The findings of this study suggest that certain immune cells in the skin might play a crucial role in how food allergies develop, according to the researchers.
"See an allergist to find out if your child is sensitive to certain foods."
This study, led by Carsten Flohr, MD, PhD, clinician scientist and senior lecturer at the St. John’s Institute of Dermatology and the Guy’s and St Thomas’ Hospital NHS Foundation Trust in London, aimed to see how certain components of eczema, or atopic dermatitis (AD), could trigger food allergies in babies.
The investigators looked specifically at how inflammation and the breakdown of the skin that occurs with eczema affects food allergy development. Eczema is the most common skin condition among children in developed countries.
The researchers looked at 619 infants who were breastfed since birth and recruited at 3 months of age. The babies were part of the Enquiring About Tolerance (EAT) study between October 2009 and April 2012.

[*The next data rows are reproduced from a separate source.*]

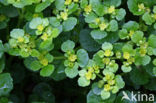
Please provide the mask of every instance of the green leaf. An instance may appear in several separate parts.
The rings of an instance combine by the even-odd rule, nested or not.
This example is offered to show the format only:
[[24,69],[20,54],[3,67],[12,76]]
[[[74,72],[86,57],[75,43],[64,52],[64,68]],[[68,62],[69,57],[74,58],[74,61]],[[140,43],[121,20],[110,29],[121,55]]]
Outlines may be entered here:
[[49,23],[54,27],[58,27],[60,25],[60,21],[56,17],[50,17]]
[[55,6],[58,10],[64,10],[65,5],[64,5],[64,0],[55,0]]
[[48,60],[49,63],[51,63],[54,60],[54,57],[50,53],[47,53],[45,55],[45,58]]
[[149,75],[143,68],[133,67],[132,71],[130,72],[130,79],[137,85],[144,85],[148,83]]
[[107,6],[115,6],[115,7],[118,7],[121,5],[121,0],[105,0],[103,1],[103,3]]
[[88,15],[85,15],[85,22],[94,23],[96,18],[97,18],[97,15],[94,12],[91,12]]
[[8,95],[13,89],[13,80],[9,73],[0,74],[0,96]]
[[93,90],[90,90],[87,94],[87,103],[105,103],[101,96],[94,94]]
[[138,4],[141,2],[138,2],[139,0],[128,0],[128,9],[130,12],[133,13],[133,15],[142,15],[144,11],[139,11]]
[[67,40],[61,45],[61,50],[67,52],[73,50],[74,47],[75,47],[75,43],[71,40]]
[[126,15],[125,9],[121,8],[121,9],[116,11],[116,16],[115,17],[116,17],[117,20],[120,21],[120,20],[124,19],[125,15]]
[[81,87],[86,87],[90,84],[90,80],[87,80],[85,77],[80,77],[78,79],[78,85]]
[[54,28],[54,29],[52,30],[52,37],[53,37],[53,38],[56,38],[58,35],[59,35],[59,29]]
[[80,1],[80,7],[85,8],[88,5],[88,0],[81,0]]
[[153,68],[153,74],[156,76],[156,67]]
[[150,37],[148,38],[148,44],[149,46],[156,48],[156,35],[150,35]]
[[12,38],[18,39],[19,37],[23,37],[24,36],[24,31],[22,29],[13,29],[10,32],[10,36]]
[[63,30],[70,31],[77,24],[77,19],[75,17],[70,17],[66,21],[63,22]]
[[42,67],[42,65],[40,64],[40,62],[38,60],[35,60],[31,63],[30,68],[33,71],[38,71],[40,70]]
[[65,73],[67,75],[67,77],[69,78],[74,78],[78,75],[78,64],[75,63],[73,68],[66,68],[65,69]]
[[102,91],[101,91],[101,98],[102,98],[103,100],[108,99],[110,96],[111,96],[110,92],[106,92],[105,90],[102,90]]
[[72,14],[72,13],[75,13],[79,8],[79,5],[76,4],[76,3],[72,3],[71,5],[69,5],[68,7],[68,14]]
[[123,79],[120,75],[115,76],[115,81],[116,81],[116,85],[119,89],[123,88],[125,86],[125,82],[123,81]]
[[135,65],[147,65],[149,64],[151,61],[151,57],[148,55],[145,56],[140,56],[140,55],[136,55],[135,56]]
[[96,40],[99,44],[104,42],[115,43],[119,40],[118,32],[107,32],[107,36],[101,40]]
[[91,36],[93,39],[103,39],[107,36],[107,33],[105,31],[92,30]]
[[153,7],[153,12],[156,13],[156,6]]
[[154,23],[154,18],[147,12],[142,16],[142,19],[145,21],[147,25],[152,25]]
[[31,29],[36,29],[38,25],[42,24],[42,18],[40,17],[37,17],[37,18],[33,18],[31,21],[30,21],[30,24],[29,24],[29,27]]
[[54,65],[55,65],[55,71],[54,73],[51,75],[51,77],[55,80],[55,81],[60,81],[66,78],[66,74],[65,74],[65,66],[63,64],[63,62],[61,60],[58,61],[54,61]]
[[112,50],[113,49],[113,45],[111,43],[108,43],[108,42],[104,42],[102,44],[102,49],[103,50]]
[[17,8],[15,8],[13,6],[2,6],[0,9],[0,13],[6,15],[8,17],[11,17],[11,18],[18,16]]
[[111,20],[107,30],[108,31],[117,31],[118,30],[118,22],[116,20]]
[[5,68],[5,57],[2,56],[2,58],[0,58],[0,73],[3,72],[4,68]]
[[119,31],[119,37],[120,39],[126,39],[128,37],[128,32],[126,29],[122,29]]
[[40,55],[39,51],[37,51],[36,49],[33,49],[31,52],[31,56],[33,57],[38,57]]
[[81,30],[79,40],[82,48],[87,51],[97,51],[101,46],[90,36],[90,31],[87,29]]
[[76,55],[79,66],[85,67],[89,61],[88,53],[84,49],[79,49]]
[[136,31],[133,35],[132,35],[132,41],[134,43],[139,43],[140,40],[143,39],[144,33],[142,31]]
[[130,72],[130,71],[132,70],[132,68],[131,68],[131,66],[122,65],[121,70],[122,70],[124,73],[127,73],[127,72]]
[[103,16],[106,13],[105,6],[102,4],[96,6],[96,8],[94,8],[94,11],[98,16]]
[[155,78],[151,78],[151,80],[149,81],[148,84],[145,85],[145,88],[151,91],[156,91],[156,79]]
[[123,25],[123,29],[127,29],[128,31],[130,30],[138,30],[139,29],[139,24],[135,21],[128,21]]
[[43,77],[49,77],[54,72],[54,66],[49,64],[40,71],[40,75]]
[[40,48],[46,50],[46,49],[48,49],[51,45],[52,45],[52,40],[49,39],[49,40],[46,40],[46,41],[41,42]]
[[38,4],[36,6],[36,8],[35,8],[35,12],[41,12],[41,11],[43,11],[48,6],[50,6],[53,1],[54,0],[46,0],[45,2],[42,2],[42,3]]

The researchers tracked the type and severity of each child's condition. The two types of eczema were non-flexural and flexural, which is under the arms, in the groin, around the anus or under the breasts in girls.
Because eczema can dry out the skin, the amount of water lost from the babies' skin was also measured. The researchers took these measurements on the babies' unaffected forearms.
Using skin prick tests, the researchers tested children's reactions to several different food products, including peanuts, eggs, cow's milk, wheat, cod and sesame.
Babies who had eczema were more than six times as likely to have a food allergy as babies who did not have the skin condition, the researchers found. And children who had a food allergy were almost four times as likely to have eczema.
Food allergies were likely to occur in these children whether or not they lost water through the skin and regardless of the kind of eczema they had.
The researchers also found a link between eczema and the level of sensitivity to specific foods.
Babies with eczema were about nine and a half times as likely to be allergic to eggs, nine times as likely to be allergic to milk and four times as likely to be allergic to peanuts.
According to the researchers, the skin barrier plays a crucial role in protecting people from allergens in the environment. When the barrier gets compromised, the skin's immune cells are exposed to the allergens.
"This work takes what we thought we knew about eczema and food allergy and flips it on its head — we thought that food allergies are triggered from the inside out, but our work shows that in some children it could be from the outside in, via the skin," Dr. Flohr said in a press statement.
"For years we have been in search of determining the association between AD and food allergies. Certainly from an epidemiological perspective there is tight association; however, which comes first is of great importance in attempt to prevent disease progression. One thing to remember regarding this study, is that skin tests or in-vitro tests alone (without an associated history of food induced symptoms) has a very high false positive response and thus a positive skin test alone does not equal true food allergy without an accompanying strong history or challenge," John Oppenheimer, MD, a physician at Pulmonary & Allergy Associates, told dailyRx News.
This study, funded by UK Food Standards Agency and the Medical Research Council (MRC), was published online July 18 in the Journal of Investigative Dermatology.
No conflicts of interest were reported.